Intrigued, I went to their website. At the top of their blog was a quote by Sal LeWitt that read-“Learn to say ‘Fuck You’ to the world once in a while”. And besides totally agreeing with this quote, I feel that this is where experimental design comes from. Experimental design isn’t necessarily making an improvement to something or even making something that we need—it’s just someone dicking around who when they’re done, present it to the world and has enough confidence to say “Yes, I’m doing this, fuck you.” Chairs aren’t experimental—they’re pretty basic, looking back to nature a tree stump or large flat rock would suffice. But how about a chair made from used gum? Disgusting, probably not done before, and strange enough its sure to draw a crowd.

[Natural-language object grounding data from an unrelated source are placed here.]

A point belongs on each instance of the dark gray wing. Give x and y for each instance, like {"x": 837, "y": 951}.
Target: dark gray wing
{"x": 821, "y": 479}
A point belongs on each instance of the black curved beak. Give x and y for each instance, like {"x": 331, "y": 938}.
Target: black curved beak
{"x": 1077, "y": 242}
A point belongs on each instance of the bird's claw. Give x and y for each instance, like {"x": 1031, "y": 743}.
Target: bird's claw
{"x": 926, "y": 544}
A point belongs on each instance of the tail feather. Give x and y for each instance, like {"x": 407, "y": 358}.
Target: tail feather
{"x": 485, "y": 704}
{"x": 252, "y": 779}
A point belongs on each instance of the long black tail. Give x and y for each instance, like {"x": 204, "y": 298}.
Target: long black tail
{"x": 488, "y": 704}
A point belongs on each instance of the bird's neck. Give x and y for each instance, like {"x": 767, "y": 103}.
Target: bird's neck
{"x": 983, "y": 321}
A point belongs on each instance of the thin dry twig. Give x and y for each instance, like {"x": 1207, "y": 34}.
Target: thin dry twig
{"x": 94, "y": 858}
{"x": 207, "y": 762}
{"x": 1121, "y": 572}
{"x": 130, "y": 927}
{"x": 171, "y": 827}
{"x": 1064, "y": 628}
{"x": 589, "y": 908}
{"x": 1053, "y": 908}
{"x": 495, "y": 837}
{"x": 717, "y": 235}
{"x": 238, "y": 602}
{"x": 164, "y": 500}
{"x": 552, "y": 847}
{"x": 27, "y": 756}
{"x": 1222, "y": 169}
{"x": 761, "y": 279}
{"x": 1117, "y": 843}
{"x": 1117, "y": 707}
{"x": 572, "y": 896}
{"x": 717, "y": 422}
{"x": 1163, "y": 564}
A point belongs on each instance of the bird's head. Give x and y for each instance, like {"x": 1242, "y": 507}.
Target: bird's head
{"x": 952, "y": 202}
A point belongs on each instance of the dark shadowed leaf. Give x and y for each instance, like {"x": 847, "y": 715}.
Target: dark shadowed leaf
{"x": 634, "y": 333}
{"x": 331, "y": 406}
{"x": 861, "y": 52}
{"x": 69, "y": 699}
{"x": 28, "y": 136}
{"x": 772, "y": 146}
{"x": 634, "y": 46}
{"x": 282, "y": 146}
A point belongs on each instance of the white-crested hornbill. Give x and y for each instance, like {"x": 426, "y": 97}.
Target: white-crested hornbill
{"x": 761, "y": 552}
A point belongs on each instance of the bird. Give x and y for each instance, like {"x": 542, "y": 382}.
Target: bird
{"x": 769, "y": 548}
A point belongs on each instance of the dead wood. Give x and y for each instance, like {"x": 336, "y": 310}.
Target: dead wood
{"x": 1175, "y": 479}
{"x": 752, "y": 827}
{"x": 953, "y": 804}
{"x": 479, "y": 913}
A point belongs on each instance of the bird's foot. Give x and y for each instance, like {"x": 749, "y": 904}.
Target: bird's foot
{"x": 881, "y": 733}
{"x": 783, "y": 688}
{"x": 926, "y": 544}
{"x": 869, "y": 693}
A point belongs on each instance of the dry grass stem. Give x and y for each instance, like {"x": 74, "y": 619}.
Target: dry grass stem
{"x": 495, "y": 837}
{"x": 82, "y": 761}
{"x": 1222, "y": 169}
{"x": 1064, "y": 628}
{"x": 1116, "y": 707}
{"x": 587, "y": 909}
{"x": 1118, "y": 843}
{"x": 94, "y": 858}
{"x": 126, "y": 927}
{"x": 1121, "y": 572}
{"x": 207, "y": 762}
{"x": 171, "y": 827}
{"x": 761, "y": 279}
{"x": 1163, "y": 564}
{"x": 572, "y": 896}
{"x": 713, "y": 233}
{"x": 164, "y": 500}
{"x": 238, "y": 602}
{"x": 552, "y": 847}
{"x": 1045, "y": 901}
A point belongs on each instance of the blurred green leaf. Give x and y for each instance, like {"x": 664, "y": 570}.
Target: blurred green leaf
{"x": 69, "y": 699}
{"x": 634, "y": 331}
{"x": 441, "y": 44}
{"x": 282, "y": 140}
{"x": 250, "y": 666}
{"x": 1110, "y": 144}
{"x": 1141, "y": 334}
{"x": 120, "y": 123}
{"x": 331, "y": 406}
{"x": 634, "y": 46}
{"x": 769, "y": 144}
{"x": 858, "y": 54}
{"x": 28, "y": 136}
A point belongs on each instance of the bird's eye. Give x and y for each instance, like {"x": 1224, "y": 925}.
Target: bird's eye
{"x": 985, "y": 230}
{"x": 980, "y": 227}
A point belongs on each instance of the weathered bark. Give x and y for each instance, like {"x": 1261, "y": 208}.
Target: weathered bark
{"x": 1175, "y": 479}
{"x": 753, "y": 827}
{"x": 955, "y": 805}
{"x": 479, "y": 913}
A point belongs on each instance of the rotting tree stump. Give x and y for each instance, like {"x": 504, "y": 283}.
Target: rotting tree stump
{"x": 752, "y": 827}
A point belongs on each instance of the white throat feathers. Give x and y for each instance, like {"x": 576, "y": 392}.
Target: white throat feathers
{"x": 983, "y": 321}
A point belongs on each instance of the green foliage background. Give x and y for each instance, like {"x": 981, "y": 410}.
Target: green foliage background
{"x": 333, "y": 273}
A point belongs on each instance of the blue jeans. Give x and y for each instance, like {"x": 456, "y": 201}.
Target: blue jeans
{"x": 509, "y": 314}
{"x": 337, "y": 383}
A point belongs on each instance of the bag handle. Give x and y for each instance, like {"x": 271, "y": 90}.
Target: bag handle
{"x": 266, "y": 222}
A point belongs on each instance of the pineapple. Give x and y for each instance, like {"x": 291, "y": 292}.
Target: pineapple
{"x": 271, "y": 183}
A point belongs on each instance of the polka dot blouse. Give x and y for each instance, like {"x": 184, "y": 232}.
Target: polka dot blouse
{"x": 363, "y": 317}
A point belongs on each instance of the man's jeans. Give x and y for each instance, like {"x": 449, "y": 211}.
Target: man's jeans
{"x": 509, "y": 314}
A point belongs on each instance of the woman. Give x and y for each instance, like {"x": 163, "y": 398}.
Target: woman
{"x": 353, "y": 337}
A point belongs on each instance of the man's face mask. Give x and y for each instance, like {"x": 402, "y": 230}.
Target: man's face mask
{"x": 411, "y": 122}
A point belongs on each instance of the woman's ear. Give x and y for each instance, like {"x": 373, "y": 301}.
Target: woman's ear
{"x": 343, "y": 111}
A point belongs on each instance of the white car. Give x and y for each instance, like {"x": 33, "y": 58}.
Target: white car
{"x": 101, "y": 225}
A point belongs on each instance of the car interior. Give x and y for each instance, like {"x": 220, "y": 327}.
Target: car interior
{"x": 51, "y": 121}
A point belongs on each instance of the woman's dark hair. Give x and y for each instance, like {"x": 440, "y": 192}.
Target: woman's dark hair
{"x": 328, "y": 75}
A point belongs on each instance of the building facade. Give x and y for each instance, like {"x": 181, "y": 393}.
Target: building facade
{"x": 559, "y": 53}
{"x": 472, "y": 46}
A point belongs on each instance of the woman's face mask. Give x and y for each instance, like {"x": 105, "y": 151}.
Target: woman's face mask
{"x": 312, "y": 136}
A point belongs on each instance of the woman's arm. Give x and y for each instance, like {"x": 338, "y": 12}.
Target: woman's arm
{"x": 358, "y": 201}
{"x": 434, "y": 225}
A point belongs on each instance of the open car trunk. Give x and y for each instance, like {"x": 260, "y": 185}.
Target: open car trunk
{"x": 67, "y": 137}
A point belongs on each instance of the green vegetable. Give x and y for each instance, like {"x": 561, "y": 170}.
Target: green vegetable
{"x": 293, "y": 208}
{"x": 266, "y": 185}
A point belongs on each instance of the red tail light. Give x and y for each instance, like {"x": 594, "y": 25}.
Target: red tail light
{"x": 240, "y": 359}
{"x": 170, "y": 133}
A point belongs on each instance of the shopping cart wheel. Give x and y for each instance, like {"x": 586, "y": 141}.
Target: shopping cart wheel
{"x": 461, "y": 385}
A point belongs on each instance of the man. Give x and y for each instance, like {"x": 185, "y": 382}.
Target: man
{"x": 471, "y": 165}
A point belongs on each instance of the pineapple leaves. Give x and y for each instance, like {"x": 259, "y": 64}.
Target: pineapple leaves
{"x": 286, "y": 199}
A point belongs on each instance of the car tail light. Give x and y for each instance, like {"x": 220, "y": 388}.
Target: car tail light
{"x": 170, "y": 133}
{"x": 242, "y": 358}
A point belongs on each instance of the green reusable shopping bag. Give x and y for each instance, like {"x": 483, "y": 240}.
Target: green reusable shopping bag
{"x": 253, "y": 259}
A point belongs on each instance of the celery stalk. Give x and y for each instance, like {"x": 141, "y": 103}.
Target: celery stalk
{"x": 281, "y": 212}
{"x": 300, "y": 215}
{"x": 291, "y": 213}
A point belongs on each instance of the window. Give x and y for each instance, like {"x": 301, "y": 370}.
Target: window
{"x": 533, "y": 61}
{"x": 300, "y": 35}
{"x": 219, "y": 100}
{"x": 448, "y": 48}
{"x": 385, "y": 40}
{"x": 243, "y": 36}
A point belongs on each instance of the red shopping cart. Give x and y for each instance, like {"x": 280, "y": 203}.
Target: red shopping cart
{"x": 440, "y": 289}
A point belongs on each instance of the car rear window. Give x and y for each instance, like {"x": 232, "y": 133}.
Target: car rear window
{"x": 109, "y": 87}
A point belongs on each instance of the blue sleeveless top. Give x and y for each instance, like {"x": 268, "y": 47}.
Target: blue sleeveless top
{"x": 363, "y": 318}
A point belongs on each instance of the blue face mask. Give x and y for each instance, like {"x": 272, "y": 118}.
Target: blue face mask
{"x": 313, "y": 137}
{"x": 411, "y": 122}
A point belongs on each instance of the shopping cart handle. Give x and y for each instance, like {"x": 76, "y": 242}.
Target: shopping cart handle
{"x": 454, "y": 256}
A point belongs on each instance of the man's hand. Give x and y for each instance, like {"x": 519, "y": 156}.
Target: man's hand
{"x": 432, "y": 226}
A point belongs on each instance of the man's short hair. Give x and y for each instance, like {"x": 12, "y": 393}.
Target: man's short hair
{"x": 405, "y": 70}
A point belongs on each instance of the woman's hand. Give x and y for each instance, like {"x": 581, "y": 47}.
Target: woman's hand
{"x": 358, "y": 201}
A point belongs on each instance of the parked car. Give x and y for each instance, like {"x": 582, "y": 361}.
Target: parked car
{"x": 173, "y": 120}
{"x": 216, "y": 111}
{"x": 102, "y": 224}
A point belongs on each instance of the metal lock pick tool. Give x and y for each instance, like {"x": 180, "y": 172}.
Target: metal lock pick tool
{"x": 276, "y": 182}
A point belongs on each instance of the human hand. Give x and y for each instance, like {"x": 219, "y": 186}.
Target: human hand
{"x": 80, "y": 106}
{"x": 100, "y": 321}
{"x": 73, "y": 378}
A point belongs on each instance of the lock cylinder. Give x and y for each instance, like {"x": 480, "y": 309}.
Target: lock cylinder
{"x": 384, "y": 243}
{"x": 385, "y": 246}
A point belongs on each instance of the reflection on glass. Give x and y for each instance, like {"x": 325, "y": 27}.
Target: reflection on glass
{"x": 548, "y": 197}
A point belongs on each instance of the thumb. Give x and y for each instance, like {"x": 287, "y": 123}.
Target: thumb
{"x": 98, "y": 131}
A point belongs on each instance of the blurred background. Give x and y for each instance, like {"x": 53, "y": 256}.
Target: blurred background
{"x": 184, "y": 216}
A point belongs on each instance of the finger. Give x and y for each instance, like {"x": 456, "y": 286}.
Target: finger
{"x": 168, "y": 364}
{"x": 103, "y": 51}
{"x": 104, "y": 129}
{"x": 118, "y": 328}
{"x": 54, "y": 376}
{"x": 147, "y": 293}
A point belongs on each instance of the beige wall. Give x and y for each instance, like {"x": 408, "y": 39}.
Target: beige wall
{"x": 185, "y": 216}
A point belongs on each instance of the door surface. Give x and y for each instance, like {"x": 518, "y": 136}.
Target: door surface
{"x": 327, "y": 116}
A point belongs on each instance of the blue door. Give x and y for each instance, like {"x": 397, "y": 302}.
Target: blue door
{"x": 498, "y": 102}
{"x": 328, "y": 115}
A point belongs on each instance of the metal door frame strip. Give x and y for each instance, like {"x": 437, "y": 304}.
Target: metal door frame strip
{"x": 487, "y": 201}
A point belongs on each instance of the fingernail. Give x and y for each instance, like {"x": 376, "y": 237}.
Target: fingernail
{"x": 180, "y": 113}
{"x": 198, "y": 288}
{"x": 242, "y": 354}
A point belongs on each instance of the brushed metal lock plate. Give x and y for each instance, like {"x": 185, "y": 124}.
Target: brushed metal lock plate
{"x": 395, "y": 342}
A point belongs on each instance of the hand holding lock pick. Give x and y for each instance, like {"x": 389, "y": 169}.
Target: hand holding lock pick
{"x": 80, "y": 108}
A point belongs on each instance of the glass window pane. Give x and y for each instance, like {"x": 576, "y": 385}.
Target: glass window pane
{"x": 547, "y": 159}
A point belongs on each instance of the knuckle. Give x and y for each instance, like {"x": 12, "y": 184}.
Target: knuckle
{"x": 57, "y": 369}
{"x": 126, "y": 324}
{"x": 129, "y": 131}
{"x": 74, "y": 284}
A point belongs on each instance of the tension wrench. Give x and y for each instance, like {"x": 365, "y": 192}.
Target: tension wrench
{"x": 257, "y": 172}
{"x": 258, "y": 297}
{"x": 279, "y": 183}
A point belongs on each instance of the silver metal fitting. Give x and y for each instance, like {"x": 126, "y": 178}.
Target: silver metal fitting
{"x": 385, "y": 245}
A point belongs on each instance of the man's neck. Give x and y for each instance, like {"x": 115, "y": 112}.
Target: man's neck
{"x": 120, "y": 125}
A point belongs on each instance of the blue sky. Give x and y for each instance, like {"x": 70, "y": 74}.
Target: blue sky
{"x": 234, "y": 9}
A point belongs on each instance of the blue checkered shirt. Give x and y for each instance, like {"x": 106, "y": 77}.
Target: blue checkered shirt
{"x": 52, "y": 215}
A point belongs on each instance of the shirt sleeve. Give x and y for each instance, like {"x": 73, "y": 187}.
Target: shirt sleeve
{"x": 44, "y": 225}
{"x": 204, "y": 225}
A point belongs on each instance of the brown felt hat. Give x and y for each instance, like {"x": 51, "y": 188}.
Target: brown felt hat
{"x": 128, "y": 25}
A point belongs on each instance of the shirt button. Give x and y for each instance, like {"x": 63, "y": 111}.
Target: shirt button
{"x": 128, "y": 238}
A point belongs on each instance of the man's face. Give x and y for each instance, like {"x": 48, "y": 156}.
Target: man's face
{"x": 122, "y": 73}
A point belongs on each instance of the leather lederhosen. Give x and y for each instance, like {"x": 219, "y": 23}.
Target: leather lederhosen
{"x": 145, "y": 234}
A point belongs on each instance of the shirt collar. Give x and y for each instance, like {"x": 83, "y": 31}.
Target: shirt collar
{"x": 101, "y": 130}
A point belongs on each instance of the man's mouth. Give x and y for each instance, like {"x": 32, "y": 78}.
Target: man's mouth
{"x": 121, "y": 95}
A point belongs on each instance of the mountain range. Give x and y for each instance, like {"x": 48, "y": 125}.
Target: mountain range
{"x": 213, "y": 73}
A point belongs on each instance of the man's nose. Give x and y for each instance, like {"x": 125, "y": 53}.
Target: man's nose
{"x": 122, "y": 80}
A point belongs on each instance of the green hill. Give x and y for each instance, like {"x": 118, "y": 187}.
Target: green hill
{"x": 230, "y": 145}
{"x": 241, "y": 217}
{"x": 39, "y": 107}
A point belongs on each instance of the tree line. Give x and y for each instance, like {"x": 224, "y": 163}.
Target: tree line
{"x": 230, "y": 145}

And what about a chair made from used gum isn’t saying “Fuck you”? Even more so if anyone can be convinced to sit in it, or even pay money for it.
The world has been discovered. We’ve become civilized. We have electricity and indoor plumbing. So now it’s just the boundaries. We have chairs but again, how about a chair made from used gum? How about a chair made out of air—you can’t see it but it’s there and with enough showmanship, enough press and the all knowing design critic being like “oh yes, this is grand, furniture made of out the thin air is what’s new and exciting” it could probably sell for hundreds or thousands (this is a subtle stab at the Frank Gehry wiggle chair—the most you’ll even spend on cardboard, for now at least)
I would like to end talking about an artist who I feel most exemplifies the idea of saying “fuck you” to the world. And that artist is Dan Flavin. I think Dan Flavin is an asshole, I never met him but through his art alone and I am confident in calling him an asshole. Dan Flavin is famous for hanging fluorescent lights on walls. Fluorescent lights. A few years ago I was at the Dia beacon with my mother, looking at Dan Flavin’s fluorescent lights hanging on a wall and my mother says to me, “I could do that.” And in my mind I was like, “yea, ya could”, but she couldn’t. She could, physically she could go out and buy some fluorescent lights and hang them on the wall and call it art, but it wouldn’t do her any good because Dan Flavin already has and the art community isn’t letting anyone else get away with it. Dan Flavin became famous because he hung fluorescent lights on a wall stepped back and asked “Is it art?”, and because no one was there to tell him differently, he said “yes, I’m doing this, fuck you.”